I stayed at first in the M Hostel in Seminyak, which my friend warned me "you have to go through a pharmacy to access".  She was not bullshitting.  The front is a 24hr pharmacy, then there are several shady, American Horror Story-reminiscent corridors to get through, before you come to the hostel's communal/outdoor space.  It's actually a lovely little hostel, and inexpensive (although as I'd learn, if you're not travelling alone then homestays will get you more for your money).  The strange entry process is because of the Balinese backstreets which do not always connect to the main road in the most logical way, so M Hostel actually exists on the courtyard of several other buildings, which may or may not be residential.  It's eccentric but clean, which for me is a great combination.

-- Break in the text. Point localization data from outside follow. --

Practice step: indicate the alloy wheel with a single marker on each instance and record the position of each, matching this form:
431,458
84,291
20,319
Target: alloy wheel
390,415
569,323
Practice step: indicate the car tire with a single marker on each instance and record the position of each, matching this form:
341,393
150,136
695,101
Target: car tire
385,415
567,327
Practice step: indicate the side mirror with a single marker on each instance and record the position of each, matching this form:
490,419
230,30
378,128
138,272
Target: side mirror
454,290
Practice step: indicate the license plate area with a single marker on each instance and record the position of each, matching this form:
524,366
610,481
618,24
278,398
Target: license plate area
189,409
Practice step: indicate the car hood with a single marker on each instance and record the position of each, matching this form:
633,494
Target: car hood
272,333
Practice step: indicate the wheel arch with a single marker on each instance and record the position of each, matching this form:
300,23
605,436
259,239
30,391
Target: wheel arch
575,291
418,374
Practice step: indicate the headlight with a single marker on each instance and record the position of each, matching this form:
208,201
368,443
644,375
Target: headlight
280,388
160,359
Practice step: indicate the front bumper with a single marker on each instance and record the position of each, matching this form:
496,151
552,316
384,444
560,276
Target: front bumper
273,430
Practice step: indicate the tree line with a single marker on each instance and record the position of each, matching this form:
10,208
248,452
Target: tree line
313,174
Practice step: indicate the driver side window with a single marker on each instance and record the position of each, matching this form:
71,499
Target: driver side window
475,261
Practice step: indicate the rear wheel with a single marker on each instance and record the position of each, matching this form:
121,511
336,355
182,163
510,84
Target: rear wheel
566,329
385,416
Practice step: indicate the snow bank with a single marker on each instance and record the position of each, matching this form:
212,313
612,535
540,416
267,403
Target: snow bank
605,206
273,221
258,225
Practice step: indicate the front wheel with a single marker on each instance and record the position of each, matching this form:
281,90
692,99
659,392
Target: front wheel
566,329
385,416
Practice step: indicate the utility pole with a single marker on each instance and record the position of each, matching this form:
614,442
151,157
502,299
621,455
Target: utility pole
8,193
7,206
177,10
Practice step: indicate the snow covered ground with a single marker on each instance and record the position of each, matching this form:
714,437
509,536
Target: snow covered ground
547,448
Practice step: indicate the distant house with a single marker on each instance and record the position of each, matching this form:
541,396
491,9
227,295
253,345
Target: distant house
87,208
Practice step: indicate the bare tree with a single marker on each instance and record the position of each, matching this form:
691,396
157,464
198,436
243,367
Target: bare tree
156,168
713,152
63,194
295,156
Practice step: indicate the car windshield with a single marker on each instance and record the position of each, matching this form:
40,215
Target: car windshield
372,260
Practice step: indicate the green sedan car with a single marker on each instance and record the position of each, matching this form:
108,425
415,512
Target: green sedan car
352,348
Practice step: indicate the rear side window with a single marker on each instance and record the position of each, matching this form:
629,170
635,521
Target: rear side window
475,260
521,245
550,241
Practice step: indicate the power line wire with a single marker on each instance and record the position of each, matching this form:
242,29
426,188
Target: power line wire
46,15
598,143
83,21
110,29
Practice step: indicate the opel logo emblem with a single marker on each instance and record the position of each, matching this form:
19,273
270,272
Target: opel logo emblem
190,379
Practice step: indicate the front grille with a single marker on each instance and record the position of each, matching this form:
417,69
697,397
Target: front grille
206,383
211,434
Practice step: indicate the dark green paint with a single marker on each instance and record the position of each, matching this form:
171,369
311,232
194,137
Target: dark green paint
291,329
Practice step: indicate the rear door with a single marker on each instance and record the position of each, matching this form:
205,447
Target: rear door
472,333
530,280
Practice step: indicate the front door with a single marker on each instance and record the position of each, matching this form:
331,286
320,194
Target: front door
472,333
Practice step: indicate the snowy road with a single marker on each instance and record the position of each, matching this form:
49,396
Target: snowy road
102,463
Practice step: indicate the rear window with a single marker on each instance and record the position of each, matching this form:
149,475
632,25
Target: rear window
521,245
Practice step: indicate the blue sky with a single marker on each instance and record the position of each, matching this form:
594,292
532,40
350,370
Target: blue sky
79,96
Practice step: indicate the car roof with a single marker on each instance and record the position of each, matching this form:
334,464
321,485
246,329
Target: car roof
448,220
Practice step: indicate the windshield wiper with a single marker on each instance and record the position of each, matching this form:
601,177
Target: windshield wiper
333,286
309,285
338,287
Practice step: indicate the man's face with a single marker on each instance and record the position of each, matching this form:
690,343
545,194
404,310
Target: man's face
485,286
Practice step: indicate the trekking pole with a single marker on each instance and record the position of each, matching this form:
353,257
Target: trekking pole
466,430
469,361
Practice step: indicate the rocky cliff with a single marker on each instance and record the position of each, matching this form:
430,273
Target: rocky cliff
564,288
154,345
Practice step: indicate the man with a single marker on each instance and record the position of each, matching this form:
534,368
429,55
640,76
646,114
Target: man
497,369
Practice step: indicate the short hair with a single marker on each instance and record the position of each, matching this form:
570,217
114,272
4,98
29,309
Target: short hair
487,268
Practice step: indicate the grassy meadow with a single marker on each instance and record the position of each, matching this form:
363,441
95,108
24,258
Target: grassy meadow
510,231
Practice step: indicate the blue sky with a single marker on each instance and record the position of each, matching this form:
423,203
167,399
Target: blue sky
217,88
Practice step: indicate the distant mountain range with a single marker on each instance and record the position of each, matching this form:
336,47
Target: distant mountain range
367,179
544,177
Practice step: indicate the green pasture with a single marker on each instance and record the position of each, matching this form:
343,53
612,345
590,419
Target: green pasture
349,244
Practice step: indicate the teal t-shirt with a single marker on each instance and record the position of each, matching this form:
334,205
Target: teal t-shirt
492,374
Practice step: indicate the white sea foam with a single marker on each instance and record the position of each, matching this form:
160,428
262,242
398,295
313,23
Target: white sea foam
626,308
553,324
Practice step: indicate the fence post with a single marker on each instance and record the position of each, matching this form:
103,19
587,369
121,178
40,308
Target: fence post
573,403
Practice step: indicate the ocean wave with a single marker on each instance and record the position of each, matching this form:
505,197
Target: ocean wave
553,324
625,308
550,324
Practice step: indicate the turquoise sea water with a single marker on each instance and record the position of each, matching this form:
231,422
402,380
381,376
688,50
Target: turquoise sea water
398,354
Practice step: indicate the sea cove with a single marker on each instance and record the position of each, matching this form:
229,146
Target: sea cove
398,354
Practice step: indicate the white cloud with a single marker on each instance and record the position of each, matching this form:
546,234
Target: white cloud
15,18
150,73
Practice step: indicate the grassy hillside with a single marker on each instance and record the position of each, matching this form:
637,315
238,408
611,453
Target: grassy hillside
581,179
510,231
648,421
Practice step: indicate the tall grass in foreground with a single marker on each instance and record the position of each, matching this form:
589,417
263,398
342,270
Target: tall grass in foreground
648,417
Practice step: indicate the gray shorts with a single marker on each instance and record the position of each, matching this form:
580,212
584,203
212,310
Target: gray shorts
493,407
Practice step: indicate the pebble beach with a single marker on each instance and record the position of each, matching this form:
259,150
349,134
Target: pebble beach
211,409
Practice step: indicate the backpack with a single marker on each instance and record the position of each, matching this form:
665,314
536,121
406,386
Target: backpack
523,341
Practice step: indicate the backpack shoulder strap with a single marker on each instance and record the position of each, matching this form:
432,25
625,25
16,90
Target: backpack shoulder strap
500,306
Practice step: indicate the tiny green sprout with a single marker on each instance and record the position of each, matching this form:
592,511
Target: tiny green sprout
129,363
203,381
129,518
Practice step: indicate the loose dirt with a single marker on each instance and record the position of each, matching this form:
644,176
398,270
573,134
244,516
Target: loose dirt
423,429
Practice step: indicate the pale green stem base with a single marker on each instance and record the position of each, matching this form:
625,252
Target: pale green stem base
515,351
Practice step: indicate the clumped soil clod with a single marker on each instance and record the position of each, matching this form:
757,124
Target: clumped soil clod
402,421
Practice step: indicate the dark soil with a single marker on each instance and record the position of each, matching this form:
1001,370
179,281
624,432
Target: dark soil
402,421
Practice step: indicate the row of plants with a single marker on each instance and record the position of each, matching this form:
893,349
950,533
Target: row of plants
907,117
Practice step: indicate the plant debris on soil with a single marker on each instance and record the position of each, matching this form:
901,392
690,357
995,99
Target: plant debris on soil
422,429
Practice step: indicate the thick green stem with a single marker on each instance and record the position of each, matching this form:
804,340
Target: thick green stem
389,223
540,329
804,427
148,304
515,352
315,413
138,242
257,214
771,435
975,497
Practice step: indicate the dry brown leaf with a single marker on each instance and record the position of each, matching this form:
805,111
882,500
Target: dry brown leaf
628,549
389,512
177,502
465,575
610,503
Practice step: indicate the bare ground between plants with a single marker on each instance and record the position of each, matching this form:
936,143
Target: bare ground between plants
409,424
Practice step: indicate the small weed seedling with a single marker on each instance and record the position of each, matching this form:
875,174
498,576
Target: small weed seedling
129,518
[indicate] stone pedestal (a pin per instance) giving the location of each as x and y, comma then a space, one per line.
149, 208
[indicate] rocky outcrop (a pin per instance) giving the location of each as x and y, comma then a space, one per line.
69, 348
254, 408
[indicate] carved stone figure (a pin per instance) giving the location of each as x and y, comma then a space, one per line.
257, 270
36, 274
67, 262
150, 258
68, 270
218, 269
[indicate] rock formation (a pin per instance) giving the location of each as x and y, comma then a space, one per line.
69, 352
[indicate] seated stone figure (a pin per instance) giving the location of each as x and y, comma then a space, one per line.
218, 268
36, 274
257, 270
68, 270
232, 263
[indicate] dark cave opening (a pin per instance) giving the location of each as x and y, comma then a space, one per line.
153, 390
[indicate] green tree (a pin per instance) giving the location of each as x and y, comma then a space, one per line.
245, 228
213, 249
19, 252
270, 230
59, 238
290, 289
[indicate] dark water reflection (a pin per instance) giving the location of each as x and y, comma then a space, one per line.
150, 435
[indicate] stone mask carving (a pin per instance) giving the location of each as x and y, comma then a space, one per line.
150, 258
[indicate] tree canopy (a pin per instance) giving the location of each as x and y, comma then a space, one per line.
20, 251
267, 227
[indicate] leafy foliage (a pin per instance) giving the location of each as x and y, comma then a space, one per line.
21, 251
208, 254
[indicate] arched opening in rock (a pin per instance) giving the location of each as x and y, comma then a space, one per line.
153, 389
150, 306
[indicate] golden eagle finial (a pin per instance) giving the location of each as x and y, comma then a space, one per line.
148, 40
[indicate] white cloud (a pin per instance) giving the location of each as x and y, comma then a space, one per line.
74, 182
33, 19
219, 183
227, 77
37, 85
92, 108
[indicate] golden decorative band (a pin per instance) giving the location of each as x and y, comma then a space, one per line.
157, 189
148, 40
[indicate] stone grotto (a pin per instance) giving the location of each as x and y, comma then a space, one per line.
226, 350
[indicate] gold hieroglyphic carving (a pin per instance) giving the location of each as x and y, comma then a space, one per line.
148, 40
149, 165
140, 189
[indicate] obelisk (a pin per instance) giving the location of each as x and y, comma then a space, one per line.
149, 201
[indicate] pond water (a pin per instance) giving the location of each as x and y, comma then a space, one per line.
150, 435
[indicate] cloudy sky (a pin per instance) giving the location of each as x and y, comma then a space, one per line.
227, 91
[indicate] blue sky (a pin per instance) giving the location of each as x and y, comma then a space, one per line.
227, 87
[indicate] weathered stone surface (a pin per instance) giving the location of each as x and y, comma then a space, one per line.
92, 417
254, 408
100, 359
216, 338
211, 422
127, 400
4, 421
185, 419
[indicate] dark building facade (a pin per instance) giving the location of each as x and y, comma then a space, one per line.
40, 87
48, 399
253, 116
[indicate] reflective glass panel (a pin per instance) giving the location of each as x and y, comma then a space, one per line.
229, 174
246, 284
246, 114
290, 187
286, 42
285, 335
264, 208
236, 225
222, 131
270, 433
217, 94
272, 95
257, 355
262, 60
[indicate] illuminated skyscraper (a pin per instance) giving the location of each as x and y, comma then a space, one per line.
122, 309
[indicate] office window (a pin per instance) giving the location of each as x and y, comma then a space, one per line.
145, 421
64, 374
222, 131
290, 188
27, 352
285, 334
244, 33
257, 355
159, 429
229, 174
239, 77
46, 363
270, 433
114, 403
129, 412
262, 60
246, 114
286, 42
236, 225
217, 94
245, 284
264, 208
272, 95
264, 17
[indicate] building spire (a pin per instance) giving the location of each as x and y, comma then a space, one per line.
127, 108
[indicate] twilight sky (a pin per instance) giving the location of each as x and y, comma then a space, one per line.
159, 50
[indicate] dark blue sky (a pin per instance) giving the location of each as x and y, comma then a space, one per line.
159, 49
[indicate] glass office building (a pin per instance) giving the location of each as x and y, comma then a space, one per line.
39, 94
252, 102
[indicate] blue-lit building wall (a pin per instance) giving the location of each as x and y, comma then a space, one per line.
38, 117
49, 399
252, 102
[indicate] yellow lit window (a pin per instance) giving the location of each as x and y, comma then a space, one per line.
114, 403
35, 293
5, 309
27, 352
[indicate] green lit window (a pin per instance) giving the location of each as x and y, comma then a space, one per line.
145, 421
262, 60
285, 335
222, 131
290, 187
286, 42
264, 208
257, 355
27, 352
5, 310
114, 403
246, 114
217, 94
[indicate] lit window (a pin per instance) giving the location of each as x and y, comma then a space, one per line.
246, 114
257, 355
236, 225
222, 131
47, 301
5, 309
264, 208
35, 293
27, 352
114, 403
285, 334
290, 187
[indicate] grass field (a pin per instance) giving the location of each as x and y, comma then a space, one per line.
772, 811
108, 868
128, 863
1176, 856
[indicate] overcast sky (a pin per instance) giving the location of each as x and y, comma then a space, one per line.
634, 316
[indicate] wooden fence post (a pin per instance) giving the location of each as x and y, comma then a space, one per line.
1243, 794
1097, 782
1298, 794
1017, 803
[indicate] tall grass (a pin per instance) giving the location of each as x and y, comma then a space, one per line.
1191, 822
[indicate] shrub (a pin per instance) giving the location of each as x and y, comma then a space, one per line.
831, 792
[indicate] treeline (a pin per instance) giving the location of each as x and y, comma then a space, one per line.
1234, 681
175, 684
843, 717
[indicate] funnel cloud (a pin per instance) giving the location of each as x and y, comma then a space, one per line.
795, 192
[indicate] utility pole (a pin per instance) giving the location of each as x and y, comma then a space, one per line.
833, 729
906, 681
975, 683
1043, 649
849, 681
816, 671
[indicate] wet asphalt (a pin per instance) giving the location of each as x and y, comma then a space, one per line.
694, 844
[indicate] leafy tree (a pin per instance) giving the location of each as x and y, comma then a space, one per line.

Balinese culture is still present in Kuta/Seminyak, despite the Western influences and the resorts.  Like in the rest of the island, there are shrines everywhere and business owners will perform their morning rituals, lighting incense and sprinkling scented water, and leaving an offering which always seems to include a cigarette for some reason.  If you want to see traditional dance you're probably more likely to find it in Ubud (post coming soon), but some of the resorts do put on traditional entertainment, for example a performance of the Ramayana my friend and I stumbled across.  And of course the best way to get stuck into any new place is the food.  Avoid restaurants and find warungs, and then the cheaper and more interesting thing to do is eschew the menu and attack the buffet.  There's so many delights you won't know where to begin: beef rendang, tempe (fried bean curd), vegetables cooked with shredded coconut, this delicious spicy aubergine thing, ayam goreng (fried chicken)'s possibly one of my top national cuisines.  Warung Murah on Double 6 Street (Jl. Arjuna) is the top bet but there's many of a similar type.  Even if you did just come to Bali to stay in Kuta and get wrecked, at least try and eat local food...maybe all that chili might help your hangover.